I am working on a project in Visual Studio 2012 that is littered with deprecated HTML markup. This results in a great many Visual Studio warnings. The vast number of these are a result of the extensive usage of the align
attribute tag.
<td align="Left">
....
So I'm literally seeing hundreds of the following warnings:
Validation (XHTML5): Attribute 'align' is not a valid attribute of element 'td'.
What would be the best way to perform a site-wide update to convert this to an inline CSS style? I've experimented with a find-replace regex but some of the elements already have style definitions so the regex approach would cause duplicate style tags.
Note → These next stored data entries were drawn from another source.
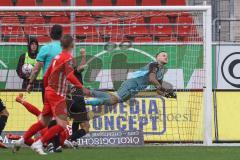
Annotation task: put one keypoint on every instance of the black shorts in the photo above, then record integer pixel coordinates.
(77, 108)
(2, 106)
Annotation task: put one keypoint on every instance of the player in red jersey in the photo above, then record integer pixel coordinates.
(56, 81)
(35, 111)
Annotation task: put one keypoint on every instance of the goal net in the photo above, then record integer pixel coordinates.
(119, 42)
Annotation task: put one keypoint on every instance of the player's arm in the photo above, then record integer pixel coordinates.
(41, 56)
(19, 67)
(69, 72)
(80, 68)
(153, 76)
(37, 68)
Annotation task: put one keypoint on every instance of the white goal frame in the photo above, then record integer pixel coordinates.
(207, 43)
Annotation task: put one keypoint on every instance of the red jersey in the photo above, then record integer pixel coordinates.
(60, 73)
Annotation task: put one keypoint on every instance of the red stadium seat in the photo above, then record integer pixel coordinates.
(151, 3)
(135, 30)
(160, 30)
(35, 20)
(53, 14)
(26, 3)
(86, 30)
(6, 3)
(85, 20)
(93, 39)
(83, 14)
(29, 14)
(61, 20)
(139, 20)
(102, 3)
(17, 39)
(126, 3)
(35, 30)
(42, 39)
(176, 3)
(143, 39)
(12, 30)
(66, 30)
(110, 30)
(186, 26)
(10, 20)
(158, 20)
(52, 3)
(185, 20)
(103, 14)
(167, 39)
(81, 2)
(7, 14)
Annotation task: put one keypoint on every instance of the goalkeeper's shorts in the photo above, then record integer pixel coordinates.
(54, 105)
(77, 109)
(130, 88)
(2, 106)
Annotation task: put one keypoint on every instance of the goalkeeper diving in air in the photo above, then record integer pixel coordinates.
(151, 74)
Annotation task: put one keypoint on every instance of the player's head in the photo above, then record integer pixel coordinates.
(32, 46)
(162, 57)
(56, 32)
(67, 42)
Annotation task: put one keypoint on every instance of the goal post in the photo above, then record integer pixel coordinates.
(119, 37)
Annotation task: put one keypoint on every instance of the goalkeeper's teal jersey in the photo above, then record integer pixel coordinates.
(144, 71)
(138, 81)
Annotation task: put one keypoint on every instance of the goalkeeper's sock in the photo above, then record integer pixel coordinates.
(57, 129)
(29, 141)
(94, 102)
(80, 133)
(75, 126)
(3, 122)
(33, 130)
(63, 136)
(31, 108)
(56, 139)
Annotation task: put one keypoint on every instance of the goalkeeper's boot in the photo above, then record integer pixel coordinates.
(13, 136)
(68, 144)
(2, 145)
(17, 145)
(20, 98)
(38, 147)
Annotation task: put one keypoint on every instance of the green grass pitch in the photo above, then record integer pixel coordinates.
(131, 153)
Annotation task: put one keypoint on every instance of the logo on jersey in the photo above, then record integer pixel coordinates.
(230, 69)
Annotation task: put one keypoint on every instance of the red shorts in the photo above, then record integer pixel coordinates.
(54, 105)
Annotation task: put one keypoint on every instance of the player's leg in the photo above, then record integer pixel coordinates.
(3, 119)
(43, 121)
(31, 108)
(81, 132)
(127, 90)
(102, 98)
(58, 104)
Is there a Visual Studio extension that will automate this cleanup operation for me? I've looked at ReSharper and CodeMaid but not sure if these will do the job?
EDIT:
I also have the following deprecated html attributes I'm looking to relocate to a style tag.
<td height="50">
<td width="50>
<table cellpadding="2">
There is no simple way, for several reasons. The align
attribute has different meanings in different tags, and different CSS codes would be needed. For td
alone, it would be simple, but then you would need to combine text-align: ...
with existing content in style
attribute if present. In effect, you would need an HTML parser and a CSS parser.
The cellpadding
attribute has never been valid and does not work in td
, only in table
. Replacing it with style
attributes would mean that you need to put such an attribute in each and every th
and td
in the table.
Other presentational attributes can be more tricky. HTML5 has a complicated section on Rendering, describing (among other things) the “expected” effects of presentational markup in CSS terms (these descriptions does not quite match reality, but mostly they do).
And the result would still not be the same in all cases. Presentational attributes in HTML have a special role in formatting, and it cannot be described in CSS (it is described in CSS specifications, but you cannot express it in CSS code).
(The features are not “depreciated” in HTML5, but “obsolete”. This means that browsers are expected to keep supporting them. There is no good reason to “clean up” them on old pages—there is no possible gain, and there are loads of problems that the “clean up” causes, especially if mistakes are made in it, and human beings make mistakes.)